As mentioned in our previous post ‘How to Explain Covid-19 Blindness‘, the Covid-19 situation illustrates the more general challenge in complex systems to identify weak signals early and specifically, those that can, with some probability, develop into a crisis of significant consequences.

It is a challenge many organisations are regularly facing. For example in my professional field, project management in complex projects, the challenge to detect weak signals early and act on them is addressed by advanced project control approaches.

Nevertheless, it remains a difficult issue. This monitoring is prone to generate many false alarms; and some actions taken early will also avoid some of those weak signals develop into a situation or a crisis. Therefore, there is a risk that responsible bodies become fed up by too many weak signals and lose their vigilance.
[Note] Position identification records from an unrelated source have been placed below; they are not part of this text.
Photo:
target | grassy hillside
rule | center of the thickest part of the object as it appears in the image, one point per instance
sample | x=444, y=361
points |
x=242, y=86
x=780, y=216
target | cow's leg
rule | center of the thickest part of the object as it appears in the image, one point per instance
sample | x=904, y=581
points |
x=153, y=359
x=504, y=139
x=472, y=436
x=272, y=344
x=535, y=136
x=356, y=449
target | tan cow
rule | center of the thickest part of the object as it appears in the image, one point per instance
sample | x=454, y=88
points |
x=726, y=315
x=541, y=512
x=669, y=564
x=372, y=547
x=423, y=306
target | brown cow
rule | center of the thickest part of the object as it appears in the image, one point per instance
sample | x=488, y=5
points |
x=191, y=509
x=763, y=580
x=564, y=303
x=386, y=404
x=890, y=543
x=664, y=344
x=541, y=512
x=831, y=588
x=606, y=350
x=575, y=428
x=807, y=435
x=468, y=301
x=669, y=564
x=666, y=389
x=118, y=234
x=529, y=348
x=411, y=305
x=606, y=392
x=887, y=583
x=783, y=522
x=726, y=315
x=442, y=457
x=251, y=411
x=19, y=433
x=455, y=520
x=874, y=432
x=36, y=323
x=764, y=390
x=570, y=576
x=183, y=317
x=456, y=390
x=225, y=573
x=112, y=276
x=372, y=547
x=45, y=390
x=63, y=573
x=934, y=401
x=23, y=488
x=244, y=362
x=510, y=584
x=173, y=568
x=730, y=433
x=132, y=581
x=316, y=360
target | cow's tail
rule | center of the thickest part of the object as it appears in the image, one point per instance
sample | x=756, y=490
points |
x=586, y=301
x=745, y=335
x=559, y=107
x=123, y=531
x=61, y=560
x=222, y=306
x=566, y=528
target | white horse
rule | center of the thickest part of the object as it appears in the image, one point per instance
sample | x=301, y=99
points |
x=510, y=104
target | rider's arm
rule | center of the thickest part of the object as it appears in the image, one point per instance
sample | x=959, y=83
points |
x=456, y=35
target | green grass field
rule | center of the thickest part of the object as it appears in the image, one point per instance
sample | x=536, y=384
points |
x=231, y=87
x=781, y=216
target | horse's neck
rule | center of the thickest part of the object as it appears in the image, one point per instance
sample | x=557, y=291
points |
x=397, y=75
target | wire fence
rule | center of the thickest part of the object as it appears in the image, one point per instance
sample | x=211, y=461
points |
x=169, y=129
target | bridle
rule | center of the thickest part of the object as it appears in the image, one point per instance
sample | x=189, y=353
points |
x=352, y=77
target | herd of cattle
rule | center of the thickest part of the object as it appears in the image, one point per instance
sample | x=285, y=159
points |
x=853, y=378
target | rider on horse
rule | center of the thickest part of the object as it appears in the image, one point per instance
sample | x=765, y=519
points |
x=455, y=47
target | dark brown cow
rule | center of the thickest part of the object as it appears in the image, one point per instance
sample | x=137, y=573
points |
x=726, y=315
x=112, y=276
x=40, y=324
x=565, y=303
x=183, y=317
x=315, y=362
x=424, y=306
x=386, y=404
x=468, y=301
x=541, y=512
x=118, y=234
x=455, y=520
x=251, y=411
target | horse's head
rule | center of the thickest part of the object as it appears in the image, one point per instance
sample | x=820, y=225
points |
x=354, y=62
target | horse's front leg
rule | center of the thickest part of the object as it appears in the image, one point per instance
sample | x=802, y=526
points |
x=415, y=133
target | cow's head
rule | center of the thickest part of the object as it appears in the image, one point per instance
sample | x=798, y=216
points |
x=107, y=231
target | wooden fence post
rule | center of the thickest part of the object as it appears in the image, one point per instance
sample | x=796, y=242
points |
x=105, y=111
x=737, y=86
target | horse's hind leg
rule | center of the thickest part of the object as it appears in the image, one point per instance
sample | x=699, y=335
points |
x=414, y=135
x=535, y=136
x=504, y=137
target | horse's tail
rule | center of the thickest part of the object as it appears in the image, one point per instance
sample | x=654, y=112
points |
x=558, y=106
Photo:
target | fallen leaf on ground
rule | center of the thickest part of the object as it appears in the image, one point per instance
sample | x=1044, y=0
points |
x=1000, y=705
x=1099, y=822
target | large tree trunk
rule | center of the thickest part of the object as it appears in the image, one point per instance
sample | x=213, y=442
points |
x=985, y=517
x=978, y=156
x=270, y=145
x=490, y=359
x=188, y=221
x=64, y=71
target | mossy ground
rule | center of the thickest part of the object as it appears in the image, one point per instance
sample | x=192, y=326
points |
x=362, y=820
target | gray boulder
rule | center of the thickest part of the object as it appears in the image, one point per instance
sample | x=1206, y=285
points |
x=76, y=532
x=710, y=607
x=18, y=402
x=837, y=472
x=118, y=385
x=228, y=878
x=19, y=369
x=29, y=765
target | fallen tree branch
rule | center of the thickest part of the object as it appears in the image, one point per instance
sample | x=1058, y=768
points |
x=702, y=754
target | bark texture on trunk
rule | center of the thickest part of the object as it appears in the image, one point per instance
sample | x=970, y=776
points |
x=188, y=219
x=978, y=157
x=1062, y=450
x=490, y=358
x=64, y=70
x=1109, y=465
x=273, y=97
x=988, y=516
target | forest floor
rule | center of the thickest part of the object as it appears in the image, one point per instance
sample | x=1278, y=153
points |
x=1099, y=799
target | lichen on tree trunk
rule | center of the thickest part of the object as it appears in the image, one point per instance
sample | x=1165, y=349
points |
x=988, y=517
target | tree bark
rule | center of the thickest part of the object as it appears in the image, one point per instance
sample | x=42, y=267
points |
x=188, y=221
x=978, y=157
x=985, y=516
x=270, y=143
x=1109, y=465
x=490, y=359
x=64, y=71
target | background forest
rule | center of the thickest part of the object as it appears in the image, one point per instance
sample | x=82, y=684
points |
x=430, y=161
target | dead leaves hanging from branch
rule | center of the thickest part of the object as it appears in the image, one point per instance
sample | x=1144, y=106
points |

Still, maintaining this detection capability remains obviously essential.

In the Covid-19 situation as in some other challenges of humanity, the weak signal was identified and clearly delineated at least in some pockets of medical specialists, and even in some strategic analysis by the military. What was not anticipated was the consequential impact on the economy. This was probably because of a lack of pluri-discipline linkage and scenario planning. In addition there has been a lack of anticipation as soon as the first signs of a possible looming scenario appeared.

As a learning point, it is probably worth as in all complex system issues to setup a multi-disciplinary weak signal challenge team to review on a regular basis those signals and recommend actions.